What do you need to know about face lift’s recovery / vertical face and neck lift?
There is never a perfect time to have surgery especially when it is elective cosmetic surgery. And if it is on your face, like a facelift, eyelid surgery or any kind of facial rejuvenation, it’s an even harder decision because it is more difficult to hide.
Once the decision to have a face lift is made, it is important to plan the pre-operative period but especially important to plan the post -operative one.
“The less you do, the more natural you are going to look, Right”? Wrong! This myth couldn’t be further from the truth. In my opinion, all the signs of the aging face need to be addressed at the same time otherwise the area left untreated would stick out like a sore thumb. So the key is not necessarily to do less but, instead, to offer a comprehensive approach to facial rejuvenation and, at the same time, keep the recovery time at an acceptable level.
With today’s busy schedules, the procedures need to be geared to guarantee a shorter recuperation time without compromising the final outcome. I have tailored the face lift to minimize the recovery time.
The recovery time begins in surgery when decisions are made to minimize the swelling and bruising by using an electric knife instead of the traditional instruments so it can be assure that the bleeding will be kept at a negligible amount. In addition, the tissues are treated very delicately to improve the healing, and extreme measurements are taken so the blood pressure and pulse are kept too normal so they would not trigger any post-operative hematomas.

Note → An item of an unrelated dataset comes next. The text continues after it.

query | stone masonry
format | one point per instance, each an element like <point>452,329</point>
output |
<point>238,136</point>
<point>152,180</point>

Detailed information on the intra-operative strategy are discussed in a separate page.
The post-operative period begins once the dressing has been put in place and the patient is transferred to the recovery room.
The key to a successful immediate post-operative period is to monitor the patient closely but, at the same time, to make sure that the patient is comfortable and relatively free of pain. Once the anesthesiologist and I make the decision that the patient is stable enough to be transferred, arrangements are made to move the patient to a post-operative facility where the patient can spend the night with adequate monitoring.
Information about the various aftercare facilities is available at the office to help patients make the right decision.
In the first post-operative night, monitoring of the blood pressure, pulse and the rest of the patient’s vital signs is critical. Any spike in blood pressure could cause excessive bleeding. It is also essential that the patient is comfortable. Any excessive pain should be treated with the appropriate medications. The nurses are specially trained to monitor face lift patients and they are aware of what to look for.
The next day I always see the patient personally in my office to make sure they are doing well. It is part of a very personalized approach that I offer to each and every patient. I spend about 30 minutes or more with the patient and her/his family to explain how the surgery went and give instructions for the next 24 hours. I find that it is better not to overwhelm the patient with too much information all at once so I prefer to explain day by day what is going to happen and what they are allowed to do.
Depending how the patient is doing, I may decide to discharge the patient home or to keep her another day in the facility.
The second day is a crucial day: the tiny drains are removed and the patient is allowed, with caution and the help of a trained nurse, to take a shower and wash her hair.
After that, leaving the dressing on is optional. The patient goes home and is instructed to call in the next few days to check in. I’m available 24/7 to answer any questions.
A week later, the patient comes in for a post-operative appointment. I remove the first few sutures myself and instruct the patient further on what to do.
I’m usually very impressed at how little swelling and bruising is present and how active the patient already is.
Between 10 days and 2 weeks I remove the rest of the sutures and the patient is encouraged to resume light exercise. The patient usually can also put some make up and in general, despite some residual swelling, is presentable enough to go out in public.
I always say that it takes approximately one week to be functional, 2 weeks to be presentable and one month after surgery to be able to go to a major event without everyone knowing you’ve had a facelift.
Of course, no matter how much time has passed, you can always look like you had a face lift: it is just a matter of selecting the right surgeon!
As time passes, the results will continue to improve and look more natural.
A question I’m usually asked is: “How long does a face lift last?” That depends on the technique used but I tell my patients that, no matter how long it lasts, they are always going to look 10 -15 years younger and they are going to maintain that gap in age forever.